Climate Change

Timing is Everything

March 25, 2009

Climate change may have arrived in your own yard, and scientists across the nation would like to hear about it.

Several projects are joining forces as part of the abstruse-sounding National Phenology Network (NPN), and the researchers and educators in the network hope to harness the power of hundreds or thousands of citizen scientists across the nation all keeping notes on critical changes in the natural world: When do fruit trees blossom? How about those poppies and lupine in the park where you hike? And when do the ducks and geese arrive and leave?

All those questions are at the heart of phenology, the study of recurring plant and animal life cycle events, or phenophases, such as leafing and flowering, maturation of agricultural plants, emergence of insects, and migration of birds.

With climatic changes occurring worldwide, spring events are occurring earlier and fall events are happening later than they ever have. Plants and animals are forced to acclimate to their changing environments, and humans are noticing that allergy season arrived early as well this year.

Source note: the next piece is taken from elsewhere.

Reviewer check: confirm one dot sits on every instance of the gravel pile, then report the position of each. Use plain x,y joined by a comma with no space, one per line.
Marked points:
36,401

The NPN is working with other groups, including San Francisco’s Great Sunflower Project (http://www.greatsunflower.org/), to gather government agencies, nonprofit groups, educators, and students of all ages to monitor the impacts of climate change on plants and animals in the United States.

Since anyone can participate, studies vary widely in their sophistication. San Francisco State biology professor Gretchen LeBuhn  made news last year when she launched the Great Sunflower Project, an effort to recruit people from all over the country to plant the same sunflower species and then monitor insects that visit the flowers. Other projects are as informal as Boys and Girls Clubs building and monitoring their own gardens in California, or even gardeners making observations on single plants in their backyards in Maryland.

To become an observer for NPN, sign up on their website, select your observation site and your plants and register them online, learn the phenophases for your plants, and begin making observations, which you can report for all to see.

The website and your own garden (or any spot you choose to observe) will give you everything you need to join in. The website provides observation guidelines, frequently asked questions, a selection of plants you may wish to observe, and an e-mail list you can join to facilitate communication among scientists, managers, and other people interested in the phenology of plants, animals, and landscapes.